I’m having a bit of fun here, but I think there’s a deeper resonance to the Lord of the Rings connection. Season 5 of The Walking Dead is one of the first times in the show’s history that the characters have had a clear mission statement—a quest, you might say. In Lord of the Rings, the characters are on a long walk to Mount Doom to destroy the ring; in Walking Dead, the characters currently appear to be on a long walk to Washington, carrying whatever knowledge Eugene has locked away in his head. In Lord of the Rings, the characters are attempting to halt the forces of evil and ruin. In The Walking Dead, evil and ruin have already claimed their sorrowful world.

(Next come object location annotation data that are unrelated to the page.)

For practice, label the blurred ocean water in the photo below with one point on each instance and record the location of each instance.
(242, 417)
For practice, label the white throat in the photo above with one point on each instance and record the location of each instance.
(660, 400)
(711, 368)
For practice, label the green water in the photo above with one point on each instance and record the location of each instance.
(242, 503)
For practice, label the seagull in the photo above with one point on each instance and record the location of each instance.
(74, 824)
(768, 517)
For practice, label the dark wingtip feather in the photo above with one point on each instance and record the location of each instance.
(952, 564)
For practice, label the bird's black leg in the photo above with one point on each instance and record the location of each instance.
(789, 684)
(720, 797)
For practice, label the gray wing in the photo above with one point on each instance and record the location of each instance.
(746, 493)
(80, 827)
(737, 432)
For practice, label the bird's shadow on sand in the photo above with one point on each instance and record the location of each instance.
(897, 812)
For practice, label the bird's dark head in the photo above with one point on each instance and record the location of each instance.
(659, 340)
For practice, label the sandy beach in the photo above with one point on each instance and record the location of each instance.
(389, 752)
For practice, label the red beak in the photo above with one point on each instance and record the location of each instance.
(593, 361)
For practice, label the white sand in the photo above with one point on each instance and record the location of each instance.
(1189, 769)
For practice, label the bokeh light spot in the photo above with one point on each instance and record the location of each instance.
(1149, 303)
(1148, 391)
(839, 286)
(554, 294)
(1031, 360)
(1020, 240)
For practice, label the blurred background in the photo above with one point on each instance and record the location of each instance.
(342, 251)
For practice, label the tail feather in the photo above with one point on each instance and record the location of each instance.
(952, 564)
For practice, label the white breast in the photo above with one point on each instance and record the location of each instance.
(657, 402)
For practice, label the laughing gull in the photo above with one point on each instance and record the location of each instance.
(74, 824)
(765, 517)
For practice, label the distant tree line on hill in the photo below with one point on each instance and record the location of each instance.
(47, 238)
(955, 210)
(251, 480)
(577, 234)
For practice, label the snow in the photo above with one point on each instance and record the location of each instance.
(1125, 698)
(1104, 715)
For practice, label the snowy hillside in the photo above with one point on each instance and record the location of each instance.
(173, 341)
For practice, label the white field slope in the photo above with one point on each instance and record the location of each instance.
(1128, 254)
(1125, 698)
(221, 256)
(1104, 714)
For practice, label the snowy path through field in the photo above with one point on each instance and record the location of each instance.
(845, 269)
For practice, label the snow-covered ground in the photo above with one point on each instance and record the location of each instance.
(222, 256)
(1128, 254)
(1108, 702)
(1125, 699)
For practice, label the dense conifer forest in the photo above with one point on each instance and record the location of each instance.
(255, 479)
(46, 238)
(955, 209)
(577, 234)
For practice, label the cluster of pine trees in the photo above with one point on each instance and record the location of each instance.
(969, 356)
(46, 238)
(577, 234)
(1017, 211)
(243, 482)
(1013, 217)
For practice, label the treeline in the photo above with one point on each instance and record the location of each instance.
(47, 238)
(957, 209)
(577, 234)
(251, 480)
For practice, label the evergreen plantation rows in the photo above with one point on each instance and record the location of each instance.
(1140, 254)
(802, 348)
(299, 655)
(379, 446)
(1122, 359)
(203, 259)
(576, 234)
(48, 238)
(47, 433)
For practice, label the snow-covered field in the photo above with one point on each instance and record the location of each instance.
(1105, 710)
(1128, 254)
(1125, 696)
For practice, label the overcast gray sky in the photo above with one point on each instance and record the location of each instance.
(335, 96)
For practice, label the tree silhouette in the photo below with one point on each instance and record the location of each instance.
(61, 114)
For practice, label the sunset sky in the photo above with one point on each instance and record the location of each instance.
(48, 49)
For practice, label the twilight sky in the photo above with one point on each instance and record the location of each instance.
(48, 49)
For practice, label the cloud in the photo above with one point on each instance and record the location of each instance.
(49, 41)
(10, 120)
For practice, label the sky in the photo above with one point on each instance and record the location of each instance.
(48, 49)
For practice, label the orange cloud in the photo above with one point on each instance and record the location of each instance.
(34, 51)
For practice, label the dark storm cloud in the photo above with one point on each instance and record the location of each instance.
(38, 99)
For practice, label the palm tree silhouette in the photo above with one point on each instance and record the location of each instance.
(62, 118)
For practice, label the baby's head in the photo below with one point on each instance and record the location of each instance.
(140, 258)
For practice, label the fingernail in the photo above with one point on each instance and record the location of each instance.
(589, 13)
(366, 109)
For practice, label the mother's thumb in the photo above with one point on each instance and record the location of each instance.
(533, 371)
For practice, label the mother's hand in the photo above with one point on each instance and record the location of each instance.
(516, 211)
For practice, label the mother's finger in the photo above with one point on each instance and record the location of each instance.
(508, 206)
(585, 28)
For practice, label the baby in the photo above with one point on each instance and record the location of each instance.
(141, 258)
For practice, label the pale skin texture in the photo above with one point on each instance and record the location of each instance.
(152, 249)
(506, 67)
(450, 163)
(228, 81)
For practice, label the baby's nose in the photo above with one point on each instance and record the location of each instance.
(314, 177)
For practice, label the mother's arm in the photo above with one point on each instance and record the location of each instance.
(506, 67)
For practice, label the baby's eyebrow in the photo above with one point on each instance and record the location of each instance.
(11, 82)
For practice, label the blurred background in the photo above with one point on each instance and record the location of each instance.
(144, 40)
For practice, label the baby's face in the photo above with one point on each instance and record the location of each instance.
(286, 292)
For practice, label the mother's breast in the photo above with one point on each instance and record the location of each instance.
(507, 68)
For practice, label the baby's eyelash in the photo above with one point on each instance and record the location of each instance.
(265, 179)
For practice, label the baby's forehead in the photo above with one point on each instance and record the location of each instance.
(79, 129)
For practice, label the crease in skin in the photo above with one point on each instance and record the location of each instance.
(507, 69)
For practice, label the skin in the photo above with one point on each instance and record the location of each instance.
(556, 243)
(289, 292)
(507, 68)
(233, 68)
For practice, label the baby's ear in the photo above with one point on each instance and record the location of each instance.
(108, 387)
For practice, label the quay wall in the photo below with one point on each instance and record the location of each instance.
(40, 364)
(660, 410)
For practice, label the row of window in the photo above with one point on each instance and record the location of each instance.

The notion of a zombie cure is an intriguing wrench to throw into the show—especially since the Darabont era seemed to explicitly deny that possibility with the trip to the CDC. I’m still not sure how much credence to give it, but the glimmer of hope that the “cure” has brought to the show makes me wonder if The Walking Dead‘s own perspective on itself is shifting. One of the tragically beautiful notions at the center of Tolkien’s original story is the notion that certain people don’t get to enjoy the world they save; that Frodo, the other Ring-Bearers, and most mystical creatures need to disappear from Middle-Earth after they save it. I wonder if The Walking Dead will ultimately end with whatever characters are left alive looking at the new post-zombie world and sorrowfully leaving it behind, unwilling or just unable to join the future of humanity. Like Frodo, they can’t enjoy the Shire they saved. Like Moses, they can’t enjoy the Promised Land.
By which I mean: I’m anticipating that The Walking Dead will go Full Biblical by season 8.